Getting the best return on investment from a property portfolio is the subject of much debate, and opinions are often as diverse as the properties themselves. One thing experts do seem to agree on is that spreading your bets is generally the safer choice, and according to Rawson Property Group Chairman, Bill Rawson, it can also be far more profitable at the end of the day.
“We get a lot of questions from investors about whether it’s better to buy a single, high-value investment property or to split that capital across a portfolio of smaller, lower-cost residences,” says Rawson. “The answer is actually quite easy – putting all your eggs in one basket is never a great idea – but there are also plenty of other reasons why lower-priced properties could provide better returns than more expensive ones.”
According to Rawson, entry-level residential properties in South Africa almost always appreciate in value faster than the rest of the market, and are also typically able to cover more of their costs with rental, thanks to their lower purchase prices. “It’s not unheard of for apartments or smaller homes in certain areas to cover in excess of 80% of their bond costs with rent,” he says, “which is much more difficult to do with luxury or commercial properties, since their monthly expenses are dramatically higher.”
Rawson also points out that it’s usually much easier to find tenants for affordably-priced residential rentals, which means there’s less chance of being left with an untenanted property eating into your profits.
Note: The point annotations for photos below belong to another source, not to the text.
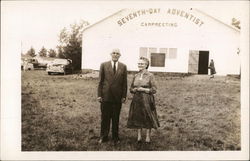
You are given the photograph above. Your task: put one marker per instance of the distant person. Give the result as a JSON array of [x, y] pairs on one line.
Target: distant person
[[142, 113], [112, 92], [212, 68]]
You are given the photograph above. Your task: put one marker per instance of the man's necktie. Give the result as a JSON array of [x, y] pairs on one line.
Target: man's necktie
[[114, 68]]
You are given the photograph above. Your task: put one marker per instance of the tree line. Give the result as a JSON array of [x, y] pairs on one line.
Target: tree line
[[69, 47]]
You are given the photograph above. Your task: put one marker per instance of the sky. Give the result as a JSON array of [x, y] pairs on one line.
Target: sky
[[40, 22]]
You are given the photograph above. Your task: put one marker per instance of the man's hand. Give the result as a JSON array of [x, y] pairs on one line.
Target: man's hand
[[123, 100], [99, 99]]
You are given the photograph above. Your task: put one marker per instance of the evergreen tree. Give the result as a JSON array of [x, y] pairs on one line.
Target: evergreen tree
[[71, 43], [43, 52], [52, 53], [31, 52]]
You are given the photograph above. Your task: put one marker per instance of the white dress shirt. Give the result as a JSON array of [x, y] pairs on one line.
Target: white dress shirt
[[116, 65]]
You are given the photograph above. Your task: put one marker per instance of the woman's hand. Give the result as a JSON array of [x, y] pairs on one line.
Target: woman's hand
[[141, 89]]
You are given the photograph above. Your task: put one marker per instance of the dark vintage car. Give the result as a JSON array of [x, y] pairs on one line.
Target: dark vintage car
[[63, 66]]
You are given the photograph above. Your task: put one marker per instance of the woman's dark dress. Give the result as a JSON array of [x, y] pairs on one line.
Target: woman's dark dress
[[142, 113]]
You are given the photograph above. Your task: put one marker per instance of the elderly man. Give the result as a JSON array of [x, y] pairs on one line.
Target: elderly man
[[112, 92]]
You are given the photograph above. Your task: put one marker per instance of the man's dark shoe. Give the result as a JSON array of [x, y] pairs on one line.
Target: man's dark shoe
[[103, 140], [116, 141]]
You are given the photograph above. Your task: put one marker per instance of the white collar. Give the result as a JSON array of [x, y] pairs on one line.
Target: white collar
[[112, 63]]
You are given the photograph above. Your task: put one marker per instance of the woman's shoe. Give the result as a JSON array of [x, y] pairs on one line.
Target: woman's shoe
[[139, 141]]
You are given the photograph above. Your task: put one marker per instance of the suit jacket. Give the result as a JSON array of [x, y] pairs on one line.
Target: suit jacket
[[112, 87]]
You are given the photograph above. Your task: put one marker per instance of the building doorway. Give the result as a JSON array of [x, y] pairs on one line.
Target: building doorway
[[198, 62], [203, 62]]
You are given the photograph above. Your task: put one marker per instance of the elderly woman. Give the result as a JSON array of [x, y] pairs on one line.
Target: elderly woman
[[142, 113], [212, 68]]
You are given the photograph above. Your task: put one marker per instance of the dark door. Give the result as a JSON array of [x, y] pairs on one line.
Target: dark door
[[203, 62]]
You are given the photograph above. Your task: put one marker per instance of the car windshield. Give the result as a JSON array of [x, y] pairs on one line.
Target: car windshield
[[61, 61]]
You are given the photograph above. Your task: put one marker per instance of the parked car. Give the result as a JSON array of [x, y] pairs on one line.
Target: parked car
[[63, 66]]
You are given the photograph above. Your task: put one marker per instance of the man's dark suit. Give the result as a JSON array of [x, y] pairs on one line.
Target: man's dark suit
[[112, 88]]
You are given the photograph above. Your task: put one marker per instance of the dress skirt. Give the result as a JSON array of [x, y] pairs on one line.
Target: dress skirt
[[142, 113]]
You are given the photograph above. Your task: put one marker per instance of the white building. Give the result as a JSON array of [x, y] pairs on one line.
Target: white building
[[174, 39]]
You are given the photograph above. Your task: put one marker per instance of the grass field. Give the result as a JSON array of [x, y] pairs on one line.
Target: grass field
[[60, 113]]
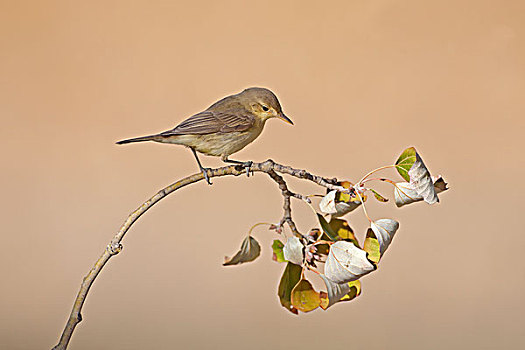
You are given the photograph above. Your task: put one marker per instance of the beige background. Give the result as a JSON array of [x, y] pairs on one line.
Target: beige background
[[361, 79]]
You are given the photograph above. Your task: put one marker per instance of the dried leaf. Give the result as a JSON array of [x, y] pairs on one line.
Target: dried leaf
[[304, 298], [371, 246], [294, 250], [277, 247], [405, 162], [327, 229], [421, 181], [405, 194], [379, 197], [343, 230], [289, 279], [384, 230], [346, 263], [250, 250], [339, 292]]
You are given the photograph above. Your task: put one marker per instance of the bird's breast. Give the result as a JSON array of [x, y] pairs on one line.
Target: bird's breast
[[218, 144]]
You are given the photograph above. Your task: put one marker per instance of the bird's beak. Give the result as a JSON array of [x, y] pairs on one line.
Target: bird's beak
[[284, 118]]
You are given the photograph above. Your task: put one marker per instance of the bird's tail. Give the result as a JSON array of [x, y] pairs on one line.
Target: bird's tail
[[139, 139]]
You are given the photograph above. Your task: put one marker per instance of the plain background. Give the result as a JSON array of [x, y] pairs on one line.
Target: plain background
[[362, 80]]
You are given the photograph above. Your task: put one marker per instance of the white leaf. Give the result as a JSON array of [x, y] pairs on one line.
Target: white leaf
[[293, 250], [250, 250], [346, 263], [404, 193], [329, 205], [421, 181], [384, 230]]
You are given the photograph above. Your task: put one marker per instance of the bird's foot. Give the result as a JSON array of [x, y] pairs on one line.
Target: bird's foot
[[247, 165], [205, 173]]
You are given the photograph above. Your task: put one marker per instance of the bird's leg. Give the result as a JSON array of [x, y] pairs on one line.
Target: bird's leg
[[204, 170], [246, 165]]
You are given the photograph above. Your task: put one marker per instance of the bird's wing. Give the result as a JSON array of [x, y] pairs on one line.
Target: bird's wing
[[208, 122]]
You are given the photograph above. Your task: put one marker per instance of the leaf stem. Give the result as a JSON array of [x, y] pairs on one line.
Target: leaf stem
[[363, 204]]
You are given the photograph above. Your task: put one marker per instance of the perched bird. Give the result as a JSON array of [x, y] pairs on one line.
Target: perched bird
[[226, 127]]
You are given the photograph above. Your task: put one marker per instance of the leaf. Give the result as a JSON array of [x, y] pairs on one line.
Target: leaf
[[405, 162], [371, 246], [294, 250], [405, 194], [339, 291], [304, 298], [379, 197], [327, 229], [338, 203], [421, 181], [277, 247], [250, 250], [346, 263], [327, 204], [343, 230], [384, 230], [289, 279]]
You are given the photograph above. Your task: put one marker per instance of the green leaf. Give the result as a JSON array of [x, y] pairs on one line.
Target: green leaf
[[277, 248], [343, 230], [326, 228], [339, 292], [405, 162], [379, 197], [371, 246], [289, 279], [250, 250], [304, 297]]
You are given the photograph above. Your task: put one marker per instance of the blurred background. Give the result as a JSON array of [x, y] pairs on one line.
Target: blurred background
[[362, 80]]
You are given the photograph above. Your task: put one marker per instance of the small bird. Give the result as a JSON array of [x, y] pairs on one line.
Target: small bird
[[226, 127]]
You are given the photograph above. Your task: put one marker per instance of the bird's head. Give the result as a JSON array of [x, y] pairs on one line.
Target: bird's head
[[263, 104]]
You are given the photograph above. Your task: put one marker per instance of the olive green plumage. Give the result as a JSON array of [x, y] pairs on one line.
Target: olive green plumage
[[226, 127]]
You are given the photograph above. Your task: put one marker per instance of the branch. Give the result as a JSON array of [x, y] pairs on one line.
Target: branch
[[114, 247]]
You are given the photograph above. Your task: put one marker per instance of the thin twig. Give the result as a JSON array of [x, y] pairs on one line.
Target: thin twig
[[114, 247], [287, 194]]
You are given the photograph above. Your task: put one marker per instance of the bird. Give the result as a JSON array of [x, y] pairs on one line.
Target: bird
[[224, 128]]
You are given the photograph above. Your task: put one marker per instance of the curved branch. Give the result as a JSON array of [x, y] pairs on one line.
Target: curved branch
[[114, 247]]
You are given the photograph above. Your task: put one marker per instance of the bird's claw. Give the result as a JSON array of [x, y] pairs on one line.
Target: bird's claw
[[206, 177], [247, 166]]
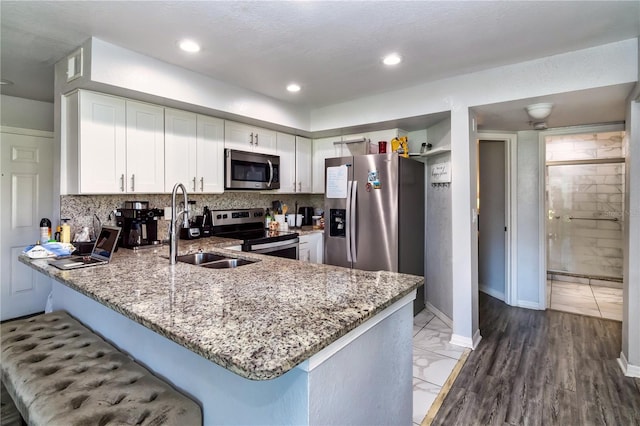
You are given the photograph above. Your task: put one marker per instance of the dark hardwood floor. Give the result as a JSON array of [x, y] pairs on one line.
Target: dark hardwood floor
[[542, 368]]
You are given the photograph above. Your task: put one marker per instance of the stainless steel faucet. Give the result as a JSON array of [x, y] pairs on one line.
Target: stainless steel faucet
[[173, 238]]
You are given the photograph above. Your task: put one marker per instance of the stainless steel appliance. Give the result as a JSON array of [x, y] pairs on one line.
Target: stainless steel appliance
[[139, 225], [374, 215], [248, 225], [250, 170]]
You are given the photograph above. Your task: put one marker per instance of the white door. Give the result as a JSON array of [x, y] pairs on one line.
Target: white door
[[492, 219], [26, 158]]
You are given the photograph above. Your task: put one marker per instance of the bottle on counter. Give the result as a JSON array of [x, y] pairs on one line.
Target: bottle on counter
[[45, 230], [65, 233]]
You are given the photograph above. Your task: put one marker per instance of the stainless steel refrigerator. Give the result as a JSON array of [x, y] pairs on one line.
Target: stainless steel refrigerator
[[374, 215]]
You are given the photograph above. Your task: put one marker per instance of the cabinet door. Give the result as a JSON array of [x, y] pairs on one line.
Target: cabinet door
[[102, 144], [303, 164], [322, 149], [210, 158], [287, 152], [264, 141], [238, 136], [180, 149], [145, 148]]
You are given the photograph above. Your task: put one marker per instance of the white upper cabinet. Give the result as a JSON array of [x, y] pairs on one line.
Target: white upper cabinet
[[145, 148], [303, 164], [287, 153], [210, 160], [194, 152], [96, 143], [180, 148], [295, 163], [322, 149], [249, 138]]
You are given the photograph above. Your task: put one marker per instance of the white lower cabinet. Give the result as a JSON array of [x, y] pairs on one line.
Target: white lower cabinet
[[311, 248], [194, 152]]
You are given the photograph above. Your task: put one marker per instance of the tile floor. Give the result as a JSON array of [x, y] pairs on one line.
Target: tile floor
[[433, 360], [601, 302]]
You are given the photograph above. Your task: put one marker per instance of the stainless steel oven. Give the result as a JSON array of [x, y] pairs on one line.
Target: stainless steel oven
[[250, 170], [248, 225]]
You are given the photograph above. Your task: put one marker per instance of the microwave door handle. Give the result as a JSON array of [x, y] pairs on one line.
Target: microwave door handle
[[347, 223], [270, 170], [353, 226]]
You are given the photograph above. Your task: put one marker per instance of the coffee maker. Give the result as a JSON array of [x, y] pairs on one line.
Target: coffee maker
[[139, 224]]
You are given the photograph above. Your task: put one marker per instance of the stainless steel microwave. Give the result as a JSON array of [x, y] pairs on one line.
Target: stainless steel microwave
[[250, 170]]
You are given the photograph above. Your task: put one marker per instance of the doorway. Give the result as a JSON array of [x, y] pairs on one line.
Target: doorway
[[492, 217], [26, 158]]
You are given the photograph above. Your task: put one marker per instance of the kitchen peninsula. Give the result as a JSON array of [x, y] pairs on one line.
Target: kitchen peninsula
[[274, 342]]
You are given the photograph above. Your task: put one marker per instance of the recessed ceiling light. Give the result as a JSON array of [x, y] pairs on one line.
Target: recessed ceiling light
[[189, 46], [392, 59]]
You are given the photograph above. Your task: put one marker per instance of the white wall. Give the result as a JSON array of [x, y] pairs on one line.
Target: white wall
[[26, 113]]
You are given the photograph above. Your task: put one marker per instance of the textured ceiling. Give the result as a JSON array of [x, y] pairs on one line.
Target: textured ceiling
[[332, 49]]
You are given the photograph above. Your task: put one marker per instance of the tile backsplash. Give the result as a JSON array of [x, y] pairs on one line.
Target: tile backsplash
[[80, 209]]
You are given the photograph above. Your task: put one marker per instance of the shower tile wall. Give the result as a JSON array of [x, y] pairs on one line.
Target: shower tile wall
[[588, 191], [81, 208]]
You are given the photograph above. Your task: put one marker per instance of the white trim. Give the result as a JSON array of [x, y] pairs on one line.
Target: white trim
[[326, 353], [26, 132], [510, 295], [491, 292], [629, 370], [441, 315], [466, 342], [542, 227], [531, 305]]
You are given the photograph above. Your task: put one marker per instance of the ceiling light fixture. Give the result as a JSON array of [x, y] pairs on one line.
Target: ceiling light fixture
[[189, 46], [293, 87], [392, 59], [539, 111]]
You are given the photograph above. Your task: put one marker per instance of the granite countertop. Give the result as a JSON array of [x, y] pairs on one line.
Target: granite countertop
[[258, 320]]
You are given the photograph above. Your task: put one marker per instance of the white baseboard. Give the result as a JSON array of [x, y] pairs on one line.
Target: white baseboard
[[491, 292], [529, 305], [629, 370], [466, 342], [441, 316]]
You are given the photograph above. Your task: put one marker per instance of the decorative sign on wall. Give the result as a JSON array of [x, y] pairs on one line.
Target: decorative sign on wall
[[441, 173]]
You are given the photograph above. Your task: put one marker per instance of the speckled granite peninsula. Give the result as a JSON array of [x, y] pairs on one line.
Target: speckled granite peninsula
[[259, 321]]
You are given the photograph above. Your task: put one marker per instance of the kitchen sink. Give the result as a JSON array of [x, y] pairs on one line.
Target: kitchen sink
[[212, 260], [199, 258], [228, 263]]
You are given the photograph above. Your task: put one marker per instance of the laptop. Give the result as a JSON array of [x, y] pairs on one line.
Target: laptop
[[101, 253]]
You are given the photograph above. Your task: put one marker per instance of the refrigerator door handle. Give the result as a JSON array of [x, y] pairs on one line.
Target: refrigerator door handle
[[347, 223], [352, 225]]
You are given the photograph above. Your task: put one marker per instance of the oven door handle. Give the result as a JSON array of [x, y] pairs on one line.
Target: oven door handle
[[257, 248], [270, 173]]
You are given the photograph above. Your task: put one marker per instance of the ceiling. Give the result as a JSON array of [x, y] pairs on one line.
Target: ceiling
[[332, 49]]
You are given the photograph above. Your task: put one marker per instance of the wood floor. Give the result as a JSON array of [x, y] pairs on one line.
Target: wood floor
[[542, 368]]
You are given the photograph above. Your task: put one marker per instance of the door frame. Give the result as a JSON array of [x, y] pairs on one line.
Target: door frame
[[542, 198], [511, 210]]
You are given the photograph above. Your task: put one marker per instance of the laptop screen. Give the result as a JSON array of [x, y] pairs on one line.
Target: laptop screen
[[106, 242]]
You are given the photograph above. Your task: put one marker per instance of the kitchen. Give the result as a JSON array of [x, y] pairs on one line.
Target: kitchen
[[108, 59]]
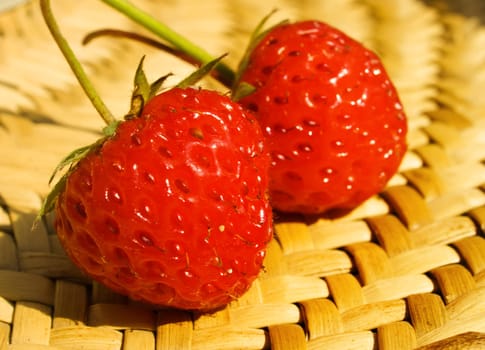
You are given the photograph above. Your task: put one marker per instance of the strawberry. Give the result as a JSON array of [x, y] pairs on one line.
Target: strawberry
[[335, 126], [170, 207]]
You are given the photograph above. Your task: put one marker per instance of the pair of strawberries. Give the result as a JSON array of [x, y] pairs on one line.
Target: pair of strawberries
[[175, 206]]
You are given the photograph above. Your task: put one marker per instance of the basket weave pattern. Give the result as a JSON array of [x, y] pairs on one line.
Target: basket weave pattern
[[405, 270]]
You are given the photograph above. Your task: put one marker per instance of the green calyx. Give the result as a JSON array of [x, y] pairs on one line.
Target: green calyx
[[143, 91], [242, 89], [189, 51]]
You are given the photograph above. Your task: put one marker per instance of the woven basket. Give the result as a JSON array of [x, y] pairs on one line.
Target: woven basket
[[405, 270]]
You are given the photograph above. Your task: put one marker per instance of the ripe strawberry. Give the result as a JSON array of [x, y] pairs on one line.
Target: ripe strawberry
[[335, 125], [172, 209]]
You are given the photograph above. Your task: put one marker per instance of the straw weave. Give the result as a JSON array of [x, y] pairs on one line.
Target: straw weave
[[405, 270]]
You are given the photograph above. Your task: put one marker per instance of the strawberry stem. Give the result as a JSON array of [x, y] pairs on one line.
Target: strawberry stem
[[75, 64], [225, 74]]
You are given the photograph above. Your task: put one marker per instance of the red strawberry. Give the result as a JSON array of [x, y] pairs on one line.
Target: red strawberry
[[335, 125], [172, 209]]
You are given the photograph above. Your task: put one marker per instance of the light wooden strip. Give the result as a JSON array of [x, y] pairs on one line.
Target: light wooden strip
[[6, 310], [426, 312], [81, 338], [119, 316], [445, 231], [287, 337], [211, 319], [423, 259], [396, 335], [229, 338], [454, 328], [328, 235], [391, 234], [397, 288], [371, 261], [138, 340], [472, 250], [174, 330], [292, 288], [8, 252], [21, 286], [409, 206], [345, 290], [453, 281], [318, 263], [293, 237], [321, 318], [466, 340], [4, 335], [370, 316], [467, 305], [31, 323], [29, 237], [50, 265], [257, 316], [347, 340], [70, 304]]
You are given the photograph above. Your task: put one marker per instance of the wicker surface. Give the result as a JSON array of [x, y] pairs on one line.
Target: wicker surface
[[405, 270]]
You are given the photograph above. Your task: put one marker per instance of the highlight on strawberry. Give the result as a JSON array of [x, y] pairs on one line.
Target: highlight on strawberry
[[332, 118], [170, 206], [334, 124]]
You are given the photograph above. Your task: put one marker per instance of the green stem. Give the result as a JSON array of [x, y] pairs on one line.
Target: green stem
[[226, 74], [75, 64]]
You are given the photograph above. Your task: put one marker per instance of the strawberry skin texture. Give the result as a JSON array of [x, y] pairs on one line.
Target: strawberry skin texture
[[335, 126], [172, 209]]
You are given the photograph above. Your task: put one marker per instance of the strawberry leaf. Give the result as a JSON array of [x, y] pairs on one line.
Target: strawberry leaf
[[257, 35], [50, 199], [69, 161], [200, 73], [156, 86], [243, 89]]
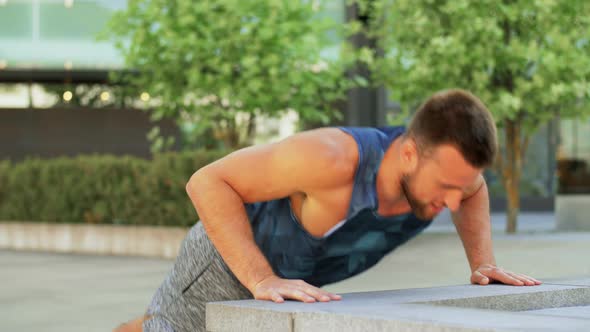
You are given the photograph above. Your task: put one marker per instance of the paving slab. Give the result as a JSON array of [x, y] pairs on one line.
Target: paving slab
[[454, 308]]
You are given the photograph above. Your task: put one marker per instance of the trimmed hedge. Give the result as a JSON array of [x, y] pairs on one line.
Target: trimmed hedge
[[102, 189]]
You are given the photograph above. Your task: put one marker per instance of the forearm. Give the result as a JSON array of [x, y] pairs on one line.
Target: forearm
[[224, 217], [472, 221]]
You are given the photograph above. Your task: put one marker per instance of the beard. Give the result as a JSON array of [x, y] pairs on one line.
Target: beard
[[420, 209]]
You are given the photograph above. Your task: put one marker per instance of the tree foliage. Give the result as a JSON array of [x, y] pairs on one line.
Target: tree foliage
[[527, 60]]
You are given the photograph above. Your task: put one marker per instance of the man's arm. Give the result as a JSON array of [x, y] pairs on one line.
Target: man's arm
[[472, 221], [305, 162]]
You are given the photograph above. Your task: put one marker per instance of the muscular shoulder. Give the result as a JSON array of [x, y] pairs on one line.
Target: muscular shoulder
[[329, 152]]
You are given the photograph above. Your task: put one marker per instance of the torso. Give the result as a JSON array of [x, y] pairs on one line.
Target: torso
[[320, 211]]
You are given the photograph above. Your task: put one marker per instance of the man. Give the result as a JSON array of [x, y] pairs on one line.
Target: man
[[280, 220]]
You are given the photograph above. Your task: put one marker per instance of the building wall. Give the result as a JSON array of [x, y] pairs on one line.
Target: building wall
[[48, 133]]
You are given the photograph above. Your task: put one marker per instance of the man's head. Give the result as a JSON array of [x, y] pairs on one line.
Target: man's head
[[449, 142]]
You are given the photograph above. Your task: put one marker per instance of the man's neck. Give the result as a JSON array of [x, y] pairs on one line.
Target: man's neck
[[389, 176]]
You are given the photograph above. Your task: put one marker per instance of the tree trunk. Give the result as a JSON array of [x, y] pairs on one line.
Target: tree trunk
[[511, 165]]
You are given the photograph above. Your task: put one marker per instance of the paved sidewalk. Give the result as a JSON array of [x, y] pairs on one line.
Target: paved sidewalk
[[57, 292]]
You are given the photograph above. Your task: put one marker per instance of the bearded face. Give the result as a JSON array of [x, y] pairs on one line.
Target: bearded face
[[422, 210]]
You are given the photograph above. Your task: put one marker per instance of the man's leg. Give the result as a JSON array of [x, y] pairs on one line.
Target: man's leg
[[132, 326], [199, 276]]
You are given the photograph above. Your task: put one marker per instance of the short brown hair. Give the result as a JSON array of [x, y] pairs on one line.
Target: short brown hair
[[459, 118]]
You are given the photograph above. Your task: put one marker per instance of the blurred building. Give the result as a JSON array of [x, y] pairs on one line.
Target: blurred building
[[56, 98], [49, 56]]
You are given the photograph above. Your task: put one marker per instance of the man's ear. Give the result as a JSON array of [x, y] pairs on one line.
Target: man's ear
[[409, 155]]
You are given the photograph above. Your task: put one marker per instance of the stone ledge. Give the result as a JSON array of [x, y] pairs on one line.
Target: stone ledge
[[424, 309], [150, 241]]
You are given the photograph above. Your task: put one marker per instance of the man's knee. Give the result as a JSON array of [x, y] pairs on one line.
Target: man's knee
[[132, 326]]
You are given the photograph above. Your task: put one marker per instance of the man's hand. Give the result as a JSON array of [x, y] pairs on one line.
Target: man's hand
[[277, 289], [488, 273]]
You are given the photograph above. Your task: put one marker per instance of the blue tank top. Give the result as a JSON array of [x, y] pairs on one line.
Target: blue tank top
[[360, 242]]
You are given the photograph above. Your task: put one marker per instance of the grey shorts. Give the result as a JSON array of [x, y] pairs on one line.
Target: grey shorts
[[199, 276]]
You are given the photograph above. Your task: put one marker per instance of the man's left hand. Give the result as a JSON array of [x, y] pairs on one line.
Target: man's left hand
[[488, 273]]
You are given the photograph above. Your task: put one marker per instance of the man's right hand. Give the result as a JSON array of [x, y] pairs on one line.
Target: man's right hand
[[277, 289]]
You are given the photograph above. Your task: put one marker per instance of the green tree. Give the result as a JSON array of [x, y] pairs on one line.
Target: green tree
[[205, 62], [527, 60]]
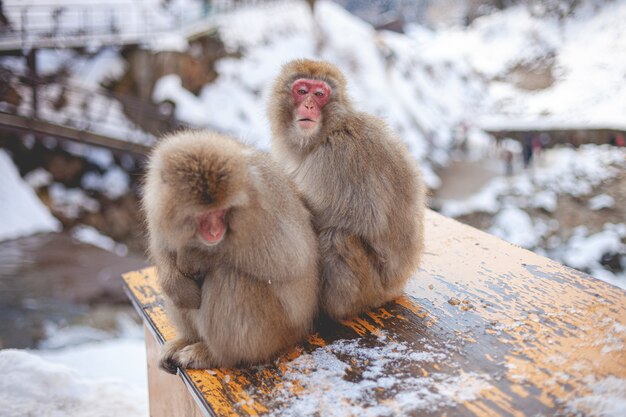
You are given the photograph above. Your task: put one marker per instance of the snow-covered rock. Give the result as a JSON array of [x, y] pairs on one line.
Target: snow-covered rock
[[21, 211], [33, 386]]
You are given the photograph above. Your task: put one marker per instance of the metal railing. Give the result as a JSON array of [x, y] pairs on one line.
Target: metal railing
[[113, 23], [99, 111]]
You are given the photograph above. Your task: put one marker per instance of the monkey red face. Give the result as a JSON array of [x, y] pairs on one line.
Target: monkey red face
[[310, 97], [212, 227]]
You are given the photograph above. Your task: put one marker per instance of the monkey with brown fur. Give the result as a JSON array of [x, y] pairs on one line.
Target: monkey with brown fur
[[363, 188], [235, 251]]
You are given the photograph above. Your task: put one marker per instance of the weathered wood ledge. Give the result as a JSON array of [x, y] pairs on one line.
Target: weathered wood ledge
[[485, 328]]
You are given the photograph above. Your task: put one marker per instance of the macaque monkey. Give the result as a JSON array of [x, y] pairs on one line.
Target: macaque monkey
[[359, 181], [235, 251]]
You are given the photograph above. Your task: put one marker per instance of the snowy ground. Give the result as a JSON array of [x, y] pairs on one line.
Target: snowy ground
[[21, 211], [424, 85], [96, 379], [580, 52]]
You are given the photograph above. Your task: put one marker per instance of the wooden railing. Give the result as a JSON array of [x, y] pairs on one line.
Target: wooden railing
[[485, 328]]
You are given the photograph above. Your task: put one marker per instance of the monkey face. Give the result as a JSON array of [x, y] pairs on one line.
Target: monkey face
[[310, 96], [211, 227]]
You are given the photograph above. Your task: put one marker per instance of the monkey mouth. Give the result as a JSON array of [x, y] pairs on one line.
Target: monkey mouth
[[307, 123], [211, 226]]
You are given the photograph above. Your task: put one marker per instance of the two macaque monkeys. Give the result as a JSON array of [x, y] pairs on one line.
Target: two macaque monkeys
[[249, 248]]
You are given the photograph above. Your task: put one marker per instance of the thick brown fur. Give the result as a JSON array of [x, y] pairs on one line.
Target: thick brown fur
[[253, 294], [363, 188]]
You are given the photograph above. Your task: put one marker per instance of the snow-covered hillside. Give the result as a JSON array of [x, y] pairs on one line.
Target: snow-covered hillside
[[420, 96], [584, 55], [21, 211]]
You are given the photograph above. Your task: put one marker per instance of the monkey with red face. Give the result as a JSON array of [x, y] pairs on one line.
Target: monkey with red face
[[235, 251], [359, 181]]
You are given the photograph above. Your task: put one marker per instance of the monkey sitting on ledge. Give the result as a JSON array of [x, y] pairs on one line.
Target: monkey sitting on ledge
[[362, 186], [234, 248]]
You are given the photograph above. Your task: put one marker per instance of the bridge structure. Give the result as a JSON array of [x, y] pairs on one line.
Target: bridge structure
[[77, 113]]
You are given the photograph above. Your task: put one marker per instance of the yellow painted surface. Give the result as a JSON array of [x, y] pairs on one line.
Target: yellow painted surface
[[540, 333]]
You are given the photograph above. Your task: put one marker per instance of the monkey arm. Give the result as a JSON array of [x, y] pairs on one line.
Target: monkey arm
[[181, 287]]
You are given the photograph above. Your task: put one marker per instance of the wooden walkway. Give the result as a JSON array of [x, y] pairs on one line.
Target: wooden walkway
[[485, 329]]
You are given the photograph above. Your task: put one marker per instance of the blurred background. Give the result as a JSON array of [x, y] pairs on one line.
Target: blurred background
[[515, 111]]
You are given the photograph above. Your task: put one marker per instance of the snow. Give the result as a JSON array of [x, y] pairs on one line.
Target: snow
[[114, 183], [420, 97], [583, 251], [579, 51], [559, 171], [32, 385], [601, 201], [606, 399], [327, 390], [515, 225], [71, 201], [123, 359], [90, 235], [21, 211], [38, 178]]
“There’s a much larger pool of tenants in the low- to mid-end residential rental market than there is in the upper echelons,” says Rawson, “and demand for entry-level rentals is constantly fed by new generations of students, young professionals and kids moving out of home. People who can afford higher-end rentals, on the other hand, often prefer to put that money towards a home of their own.”
Finding tenants for commercial properties can be even more difficult, in Rawson’s experience. “Commercial properties do offer higher returns than their residential counterparts, but it can take months or even years to replace a commercial tenant in some circumstances,” he says. “The loss of income from an untenanted commercial property can be catastrophic, especially if it’s the only asset in your portfolio.”
By investing in several lower-cost residential properties, however, investors not only minimise the likelihood of long periods without a tenant, but also reduce the impact any vacancies may have on their overall profitability.
“There is definitely a place for high-value investment properties,” says Rawson, “but if your choice is between buying one, expensive property or several affordable ones, I know which option I’d choose.”
Of course, owning multiple properties does come with more management responsibilities. “Plenty of investors shy away from the thought of having to maintain more than one property and manage multiple tenants,” says Rawson, who has a number of tenanted properties in his own investment portfolio. “It can be time-consuming to self-manage,” he admits, “but hiring a reliable and responsible managing agent solves that problem very easily.”
Should you decide to self-manage your properties, Rawson still advises consulting a rental professional or attorney when drawing up any lease agreements. “It’s imperative that your lease is rock solid, and covers all your bases within the bounds of the law,” he says. “Nothing takes the shine off an investment property quite like a delinquent tenant exploiting a loophole.”